Healthy Vegetables to Eat Raw

When your mother told you to finish all of your vegetables, she was definitely onto something. In 2010, the USDA and Department of Health and Human Services jointly published their new dietary guidelines, which suggest increasing the amount of vegetables in your diet. Vegetables are chock-full of important nutrients that provide a wealth of health benefits, including a reduced risk of cardiovascular disease, type 2 diabetes, macular degeneration, some cancers and diverticulitis. Snacking on raw vegetables is a quick and easy way to add vegetables to your diet.

The Perfect Snack

Gardener holding a box of fresh vegetabels (Image: gpointstudio/iStock/Getty Images)

The new USDA and HHS recommendations for vegetables are specifically geared toward ensuring that you get enough of several important nutrients, particularly fiber, folic acid, potassium and vitamins A and C. The report suggests getting 2-1/2 cups, or five to 13 servings, of vegetables and fruits each day. One of the easiest ways to add more vegetables to your diet is by having raw vegetables for snacks and in salads. Vegetables are nutrient-dense foods, meaning they are low-calorie and pack a lot of punch nutritionally per serving. If you lead a busy lifestyle and need to grab a snack quickly, raw vegetables can fit the bill.

Dark Green Vegetables

Bowl of broccoli (Image: Lars Kastilan/iStock/Getty Images)
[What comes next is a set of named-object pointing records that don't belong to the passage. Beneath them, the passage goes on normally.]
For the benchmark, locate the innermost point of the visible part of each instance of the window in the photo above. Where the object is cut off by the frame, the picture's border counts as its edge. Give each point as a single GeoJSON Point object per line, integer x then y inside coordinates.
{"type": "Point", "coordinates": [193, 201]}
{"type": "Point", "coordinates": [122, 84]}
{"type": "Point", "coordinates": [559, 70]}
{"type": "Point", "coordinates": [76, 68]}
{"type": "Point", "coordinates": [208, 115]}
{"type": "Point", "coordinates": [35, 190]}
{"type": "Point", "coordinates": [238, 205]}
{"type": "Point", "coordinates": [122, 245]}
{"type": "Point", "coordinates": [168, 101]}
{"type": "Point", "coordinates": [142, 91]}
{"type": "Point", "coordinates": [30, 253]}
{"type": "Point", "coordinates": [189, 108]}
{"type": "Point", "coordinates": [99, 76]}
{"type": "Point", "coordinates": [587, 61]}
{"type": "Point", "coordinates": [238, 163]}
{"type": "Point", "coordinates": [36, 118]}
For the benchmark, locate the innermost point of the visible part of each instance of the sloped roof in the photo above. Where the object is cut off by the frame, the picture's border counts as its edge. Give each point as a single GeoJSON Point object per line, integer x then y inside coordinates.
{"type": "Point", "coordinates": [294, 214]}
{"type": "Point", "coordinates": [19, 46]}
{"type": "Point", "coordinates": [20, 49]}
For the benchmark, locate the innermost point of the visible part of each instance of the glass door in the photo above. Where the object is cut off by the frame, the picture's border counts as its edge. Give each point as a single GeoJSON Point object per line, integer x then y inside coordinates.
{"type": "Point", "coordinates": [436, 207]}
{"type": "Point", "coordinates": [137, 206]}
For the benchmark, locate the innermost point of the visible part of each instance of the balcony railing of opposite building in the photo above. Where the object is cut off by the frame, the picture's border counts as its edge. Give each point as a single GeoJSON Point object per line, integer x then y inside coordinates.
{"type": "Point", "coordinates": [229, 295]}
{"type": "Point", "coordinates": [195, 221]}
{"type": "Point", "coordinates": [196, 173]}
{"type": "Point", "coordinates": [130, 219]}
Dark green vegetables get their color from chlorophyll, a natural plant pigment. Green peppers, cucumbers and dark leafy greens such as spinach can be eaten raw to reap their health effects. According to food and nutrition specialist Julie Garden-Robinson, Ph.D., L.R.D., these vegetables contain lutein which, along with zeaxanthin found in some yellow vegetables, helps reduce the risk of macular degeneration. Broccoli and spinach are both sources of folic acid and can easily be eaten raw. Beet greens are rich in potassium and can be added to a salad. Other nutritious green vegetables eaten raw are leafy lettuces and avocados.

Red Vegetables

Ripe tomatoes on the vine (Image: İnan Avcı/iStock/Getty Images)

The red vegetables typically contain a generous amount of the powerful antioxidant pigment called lycopene, or anthocyanin. Although tomatoes are technically a fruit, they are used as a vegetable and are listed as one. Tomatoes also are definitely on the list of healthy red vegetables that can be eaten raw. Harvard School of Public Health states tomatoes and other red vegetables containing lycopene, which the body converts to vitamin A, may protect against cancer of the prostate, lung and mouth. Other red vegetables that are delicious eaten raw are red bell peppers, radishes and red cabbage. Red peppers are also a source of vitamin C.

Orange and Yellow Vegetables

Carrots (Image: boumenjapet/iStock/Getty Images)

The orange and yellow vegetables get their color from plant pigments called carotenoids, which exist in several forms. It is well-known that carrots are high in beta-carotene, which is also converted to vitamin A by your body and works to maintain your immune system, vision and the integrity of your mucous membranes. Of course, carrots can be eaten raw, as can yellow peppers, yellow squash and yellow tomatoes. Carrots are also high in potassium.

White Vegetables

Garlic bulb and cloves (Image: Tatjana Baibakova/iStock/Getty Images)

White vegetables that can be eaten raw include onions and garlic. These white vegetables contain the plant compound allicin, which may help lower high blood pressure and cholesterol levels, and reduce the risk for heart disease and stomach cancer.